The results tabulated by Alma Advisory Group came from more than 3,700 survey responses and at least 63 individual interviews (which involved about 1,200 people). According to a breakdown of who the survey participants were, teachers made up 29% of the participants, while parents/family members constituted 23.8%. About 37% of the survey participants were Black, compared with 34% being white and 9.3% being Hispanic (CMSD students and families are about 63% Black and 14% white).

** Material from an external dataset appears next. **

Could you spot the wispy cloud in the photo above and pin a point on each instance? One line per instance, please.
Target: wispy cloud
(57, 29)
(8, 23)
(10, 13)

There were positives highlighted by community members that Rosen noted they wanted the next CEO to embrace, including:

  • Championing school choice for students and families, with CMSD having a diversity of specialized schools
  • Supporting the Say Yes Cleveland scholarship program and its family support specialists who provide wrap-around services to families
  • Emphasizing social-emotional learning, which teaches students healthy behaviors and helps them learn how to cope with trauma
  • Collaborating with community partners to create summer learning opportunities
  • Enrolling Cleveland's youngest students in pre-kindergarten programs

In general, Rosen said the community wants a leader who understands the community, knows how to collaborate with others to get things done and is dedicated to focusing on the safety of students and staff while boosting academic and career-oriented programs.
"The community said to us loud and clear, they want an attentive, empathetic, experienced leader that cares deeply about the Cleveland community," she said.

Board of Education Vice Chair Robert M. Heard said he didn't want to prescribe exactly what qualities the next CEO should have but said he or she would need to be capable of "turning on a dime." He also wanted them to come in ready to work.

"One of the things that I would hope that the next CEO does is come in and, once that person is hired, say, 'Here is my first 100 days in office,'" he said. "With input from the board saying, 'okay, how do we fold some goals into those?'"

Earlier Tuesday, Rosen and several board of education members stopped by Cleveland City Council's Workforce, Education, Training and Youth Development Committee to gather some of their input.

Council member Joe Jones, who initially supported the transition in the city to a mayoral-controlled board of education more than two decades ago, said he’s not happy with the trajectory of the district or its board in the time since, arguing people are leaving the city to seek better educational opportunities elsewhere. He also said he wants more communication from the board of education.

So what we're faced with right now in our city, unfortunately, is a school system that continues to each year have some new plan, some new program, some new marketing. ‘So it seems like this didn't work. And we're going to go over to this. And if that didn't work, we're going to go over to this new program.’”

Council member Stephanie Howse said black children in particular have been left behind by the educational system.

"I just would hope that we can attract someone who is grounded in community," Howse said. "Also getting someone and identifying and understanding that we are just in a place where education has not worked holistically, for Black children in particular, it has not worked. It hasn't worked, and I hope they would have a mindset to creating a educational experience that works and centers Black children."

Council members did have positive things to say about district leadership as well, with new Councilman Danny Kelly noting the next CEO should be “approachable” like outgoing CEO Eric Gordon. Multiple council members noted the CEO should excel in listening to the community and act with urgency on children’s reading competency and readiness for work post-graduation.

The next step is for the district to advertise the position and hopefully screen candidates in March, followed by finalist interviews in April and appoint the new CEO in late April or early May. At the same time, Rosen said the search firm started looking for prospects in December, not long after being hired on; a timeline presented by Rosen notes Alma was building "interest and applicants for the role in January," with "recruitment and screening" continuing in February. This is notably before the posting has even been advertised, with the timeline noting that's set to occur sometime in February.

Conor Morris is the education reporter for Ideastream Public Media.